DESCRIPTION
Background
The SARS-CoV-2 has been wreaking havoc for three years,which has made humanity lost too much. Many people have lost their jobs, some have developed depressive symptoms because of it, and some children have lost their sheltered families, even some elderly people have died from being neglect or starvation in their homes[1].
Figure1. A white flag 2021 with words to honor loved ones is seen on a lawn near the Washington Monument in Washington, DC, Sept. 17,2021. Photo by Xinhua News Agency reporter Jie Liu
Just when we thought the fog of the epidemic was finally lifting, the SARS-CoV-2 was always able to mutate new variants that would elude the human immune system. To date, there have been hundreds of variants of the SARS-CoV-2[2].

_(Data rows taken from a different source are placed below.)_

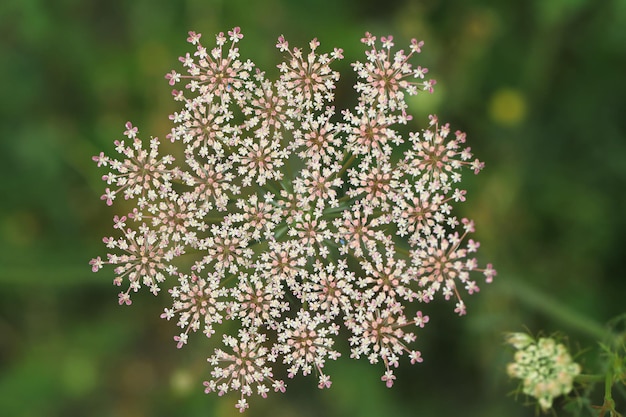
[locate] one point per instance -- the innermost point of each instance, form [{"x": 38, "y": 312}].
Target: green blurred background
[{"x": 539, "y": 85}]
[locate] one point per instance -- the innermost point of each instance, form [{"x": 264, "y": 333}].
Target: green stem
[{"x": 555, "y": 309}]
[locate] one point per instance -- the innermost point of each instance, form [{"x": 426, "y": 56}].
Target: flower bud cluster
[{"x": 544, "y": 366}]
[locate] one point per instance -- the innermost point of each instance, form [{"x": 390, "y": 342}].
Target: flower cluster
[
  {"x": 290, "y": 222},
  {"x": 544, "y": 366}
]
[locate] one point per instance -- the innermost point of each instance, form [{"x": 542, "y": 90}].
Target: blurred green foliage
[{"x": 538, "y": 85}]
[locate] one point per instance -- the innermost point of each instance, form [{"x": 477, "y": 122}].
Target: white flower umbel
[
  {"x": 287, "y": 224},
  {"x": 544, "y": 366}
]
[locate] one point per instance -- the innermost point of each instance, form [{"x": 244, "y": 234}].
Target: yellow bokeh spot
[{"x": 507, "y": 107}]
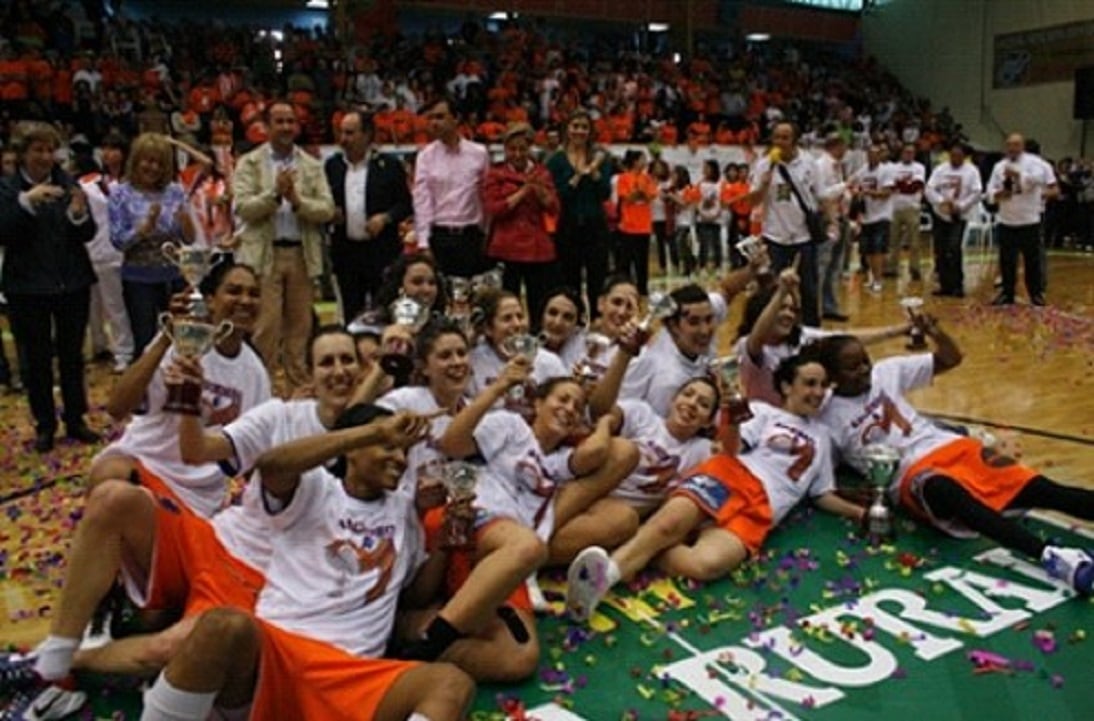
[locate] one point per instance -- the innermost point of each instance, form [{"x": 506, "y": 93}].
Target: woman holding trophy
[
  {"x": 146, "y": 211},
  {"x": 734, "y": 499},
  {"x": 952, "y": 481},
  {"x": 234, "y": 381},
  {"x": 534, "y": 496}
]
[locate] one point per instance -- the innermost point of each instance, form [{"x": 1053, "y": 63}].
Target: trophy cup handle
[
  {"x": 165, "y": 325},
  {"x": 170, "y": 251}
]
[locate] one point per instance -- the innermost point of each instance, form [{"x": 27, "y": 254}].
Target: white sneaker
[
  {"x": 1072, "y": 566},
  {"x": 536, "y": 594},
  {"x": 586, "y": 582}
]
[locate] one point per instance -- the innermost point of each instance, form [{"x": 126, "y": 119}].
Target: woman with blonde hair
[{"x": 146, "y": 211}]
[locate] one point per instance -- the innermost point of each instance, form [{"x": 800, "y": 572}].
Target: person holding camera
[
  {"x": 1020, "y": 183},
  {"x": 47, "y": 278}
]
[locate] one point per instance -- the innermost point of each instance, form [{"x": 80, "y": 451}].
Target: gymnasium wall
[{"x": 943, "y": 49}]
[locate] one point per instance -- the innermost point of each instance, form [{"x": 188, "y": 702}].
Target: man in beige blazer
[{"x": 282, "y": 197}]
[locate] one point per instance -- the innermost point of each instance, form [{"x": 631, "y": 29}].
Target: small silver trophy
[
  {"x": 591, "y": 368},
  {"x": 882, "y": 462},
  {"x": 396, "y": 358},
  {"x": 488, "y": 280},
  {"x": 520, "y": 346},
  {"x": 191, "y": 338},
  {"x": 911, "y": 305},
  {"x": 460, "y": 478},
  {"x": 193, "y": 263},
  {"x": 748, "y": 247},
  {"x": 728, "y": 369}
]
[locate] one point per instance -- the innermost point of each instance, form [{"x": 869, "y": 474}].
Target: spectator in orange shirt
[
  {"x": 636, "y": 190},
  {"x": 735, "y": 201}
]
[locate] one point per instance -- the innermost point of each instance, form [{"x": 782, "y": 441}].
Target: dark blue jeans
[{"x": 782, "y": 256}]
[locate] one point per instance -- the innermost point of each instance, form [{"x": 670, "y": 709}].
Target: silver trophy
[
  {"x": 728, "y": 369},
  {"x": 748, "y": 247},
  {"x": 460, "y": 478},
  {"x": 191, "y": 338},
  {"x": 396, "y": 358},
  {"x": 520, "y": 346},
  {"x": 193, "y": 263},
  {"x": 591, "y": 368},
  {"x": 882, "y": 462},
  {"x": 911, "y": 305}
]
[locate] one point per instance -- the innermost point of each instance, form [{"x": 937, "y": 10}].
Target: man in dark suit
[{"x": 371, "y": 198}]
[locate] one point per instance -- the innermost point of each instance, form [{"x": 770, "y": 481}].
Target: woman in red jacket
[{"x": 519, "y": 196}]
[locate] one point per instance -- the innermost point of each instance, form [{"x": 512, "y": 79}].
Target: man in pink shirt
[{"x": 447, "y": 195}]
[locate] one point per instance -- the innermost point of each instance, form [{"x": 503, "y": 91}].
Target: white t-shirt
[
  {"x": 783, "y": 219},
  {"x": 660, "y": 371},
  {"x": 423, "y": 457},
  {"x": 661, "y": 455},
  {"x": 519, "y": 480},
  {"x": 339, "y": 565},
  {"x": 904, "y": 175},
  {"x": 100, "y": 249},
  {"x": 232, "y": 386},
  {"x": 958, "y": 185},
  {"x": 883, "y": 416},
  {"x": 243, "y": 527},
  {"x": 875, "y": 178},
  {"x": 790, "y": 455},
  {"x": 757, "y": 379},
  {"x": 1024, "y": 207},
  {"x": 487, "y": 365}
]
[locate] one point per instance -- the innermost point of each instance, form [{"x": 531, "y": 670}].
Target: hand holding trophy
[
  {"x": 912, "y": 306},
  {"x": 728, "y": 371},
  {"x": 460, "y": 478},
  {"x": 520, "y": 346}
]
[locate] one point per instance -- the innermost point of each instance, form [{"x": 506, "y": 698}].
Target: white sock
[
  {"x": 613, "y": 572},
  {"x": 55, "y": 656},
  {"x": 165, "y": 702}
]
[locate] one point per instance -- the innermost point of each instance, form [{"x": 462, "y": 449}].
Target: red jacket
[{"x": 519, "y": 233}]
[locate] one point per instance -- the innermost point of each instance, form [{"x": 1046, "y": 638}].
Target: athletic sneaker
[
  {"x": 18, "y": 673},
  {"x": 49, "y": 704},
  {"x": 1073, "y": 566},
  {"x": 586, "y": 582}
]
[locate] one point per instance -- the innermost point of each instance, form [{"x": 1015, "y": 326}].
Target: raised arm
[
  {"x": 458, "y": 439},
  {"x": 280, "y": 467}
]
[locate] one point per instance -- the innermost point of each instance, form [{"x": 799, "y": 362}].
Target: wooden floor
[{"x": 1025, "y": 369}]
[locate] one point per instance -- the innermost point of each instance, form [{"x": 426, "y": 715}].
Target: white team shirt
[
  {"x": 661, "y": 369},
  {"x": 232, "y": 386},
  {"x": 243, "y": 527},
  {"x": 958, "y": 185},
  {"x": 783, "y": 219},
  {"x": 487, "y": 365},
  {"x": 790, "y": 455},
  {"x": 520, "y": 479},
  {"x": 1024, "y": 207},
  {"x": 875, "y": 178},
  {"x": 883, "y": 416},
  {"x": 661, "y": 455},
  {"x": 422, "y": 458},
  {"x": 339, "y": 565},
  {"x": 904, "y": 175}
]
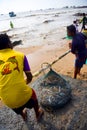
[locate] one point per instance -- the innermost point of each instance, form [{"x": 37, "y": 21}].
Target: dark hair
[
  {"x": 84, "y": 14},
  {"x": 71, "y": 28},
  {"x": 5, "y": 42}
]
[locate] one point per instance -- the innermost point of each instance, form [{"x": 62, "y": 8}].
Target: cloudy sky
[{"x": 26, "y": 5}]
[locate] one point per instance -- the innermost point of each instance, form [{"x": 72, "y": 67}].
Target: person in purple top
[{"x": 78, "y": 47}]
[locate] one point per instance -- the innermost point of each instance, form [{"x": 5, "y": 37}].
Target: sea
[{"x": 33, "y": 27}]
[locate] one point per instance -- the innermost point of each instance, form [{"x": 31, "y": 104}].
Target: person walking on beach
[
  {"x": 78, "y": 47},
  {"x": 76, "y": 25},
  {"x": 14, "y": 91},
  {"x": 11, "y": 24},
  {"x": 84, "y": 22}
]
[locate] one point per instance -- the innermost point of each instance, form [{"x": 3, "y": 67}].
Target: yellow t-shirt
[{"x": 13, "y": 90}]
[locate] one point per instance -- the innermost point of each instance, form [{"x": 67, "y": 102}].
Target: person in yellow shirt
[{"x": 14, "y": 91}]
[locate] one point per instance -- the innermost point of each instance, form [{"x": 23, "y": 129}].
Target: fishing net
[{"x": 54, "y": 90}]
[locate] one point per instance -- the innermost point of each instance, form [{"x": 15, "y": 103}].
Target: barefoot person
[
  {"x": 78, "y": 47},
  {"x": 14, "y": 91}
]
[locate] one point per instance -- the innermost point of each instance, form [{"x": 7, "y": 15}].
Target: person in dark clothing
[
  {"x": 84, "y": 22},
  {"x": 78, "y": 47}
]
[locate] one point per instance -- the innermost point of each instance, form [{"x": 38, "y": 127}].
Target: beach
[{"x": 43, "y": 41}]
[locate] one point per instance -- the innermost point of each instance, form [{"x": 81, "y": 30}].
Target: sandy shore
[{"x": 37, "y": 55}]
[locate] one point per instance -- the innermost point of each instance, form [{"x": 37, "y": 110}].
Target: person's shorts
[
  {"x": 80, "y": 62},
  {"x": 30, "y": 104}
]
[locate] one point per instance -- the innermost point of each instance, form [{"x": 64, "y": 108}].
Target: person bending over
[{"x": 14, "y": 91}]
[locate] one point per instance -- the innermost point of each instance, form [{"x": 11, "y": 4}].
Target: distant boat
[{"x": 12, "y": 14}]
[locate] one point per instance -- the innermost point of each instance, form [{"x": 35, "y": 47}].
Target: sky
[{"x": 27, "y": 5}]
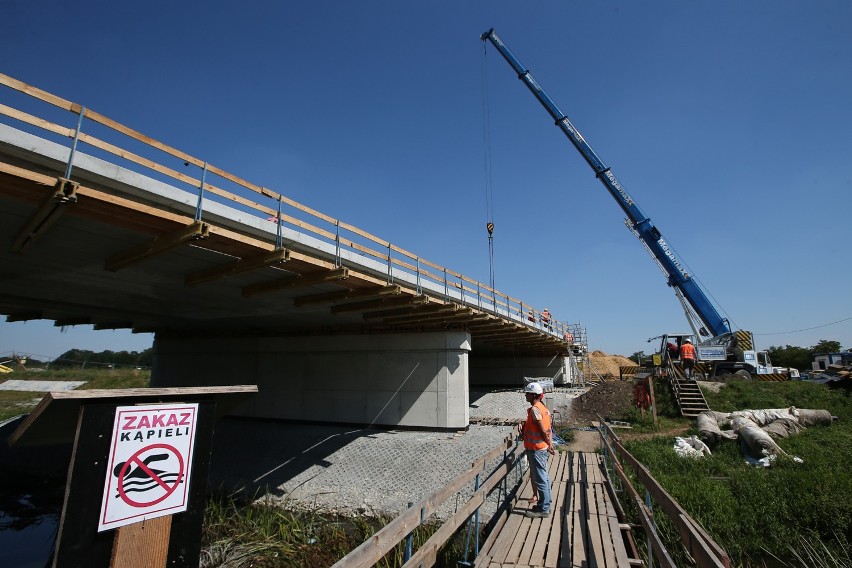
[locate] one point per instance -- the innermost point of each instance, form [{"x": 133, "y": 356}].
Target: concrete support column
[{"x": 415, "y": 380}]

Figure2. The evolutionary tree of SARS-CoV-2 and representative common coronavirus strains that infect humans. Those coronaviruses could be grouped into 3 clades[2].
They had better disguising which can help them escape the immune response, or even reduce the effect of the vaccine[3]. The epidemic is still spreading around the world because humans can not develop a vaccine as quickly as they can.
Now, although people are returning to normal life, the bigger bad news is that wildlife habitat is being destroyed by climate change. This allows many wildlife habitats to overlap with anthropic zone, which increases the chances of zoonosis. Perhaps in the future, we need to deal with more complex infectious diseases, things will be more complicated then[4]. So are we really ready for the next one? What exactly should we learn from this outbreak?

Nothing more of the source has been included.